Training a machine learning model from scratch is hard. It is a common misconception that building the model itself is the hardest part of training a model. In reality, the data collection and annotation process is far harder than people assume.
Determining what concepts the model should learn, collecting the data, having subject-matter experts (SMEs) annotate it, making sure they are consistent to ensure annotation quality, are all processes that are time-consuming and require collaboration between multiple teams and stakeholders.
This substantial time-sink delays the time to value you should be getting from machine learning. Furthermore, it’s often a barrier to using ML-driven value through analytics and automation in the first place. The difference between perceived and actual difficulty of data annotation leads to ML projects failing due to misestimated time constraints. If using machine learning is a journey, this is like leaving without a map, getting lost and giving up before reaching the destination.
In this blog post, we’ll talk about one way to mitigate these issues: Active Learning, which sits at the heart of the Re:infer platform.
At its core, Active Learning is a set of methods that aim to reduce the amount of data required to train a machine learning model. It’s an iterative process where human annotators and the model work collaboratively. The fundamental idea is that not all data points are equally informative. Intuitively, a good tutor can build a curriculum that works best for a student, as opposed to having them work through the entire textbook.

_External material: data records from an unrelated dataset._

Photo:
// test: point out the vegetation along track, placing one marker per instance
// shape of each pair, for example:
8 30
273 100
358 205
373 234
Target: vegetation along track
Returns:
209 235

- Easy concepts require less data to learn well than harder ones
- If there are different ways to express the same idea, it’s more valuable to show the model a wide variety of examples rather than the same phrasing multiple times
- Once a model has confidently understood a concept, it’s much more valuable to train it on other concepts than to feed it more data that only helps to solidify its understanding
There are many specific methods for Active Learning, but they all rely on defining a notion of model uncertainty, which quantifies how confident the model is in its predictions. You can find implementations and descriptions of a wide variety of common uncertainty metrics in the modAL python library, or you can learn more about Active Learning research in this survey paper. We recommend checking them both out.
The classic Active Learning loop looks like this:
By iteratively labelling only the data points that are most informative to the model, and rapidly iterating, one can achieve significant reduction in the amount of effort required to achieve identical performance.
But that’s enough theory, let’s put this into practice.
For demonstration purposes, we use the publicly available Reuters corpus provided by the NLTK. It is a collection of 10,788 news articles tagged with 90 categories, and any article can have one or more tags.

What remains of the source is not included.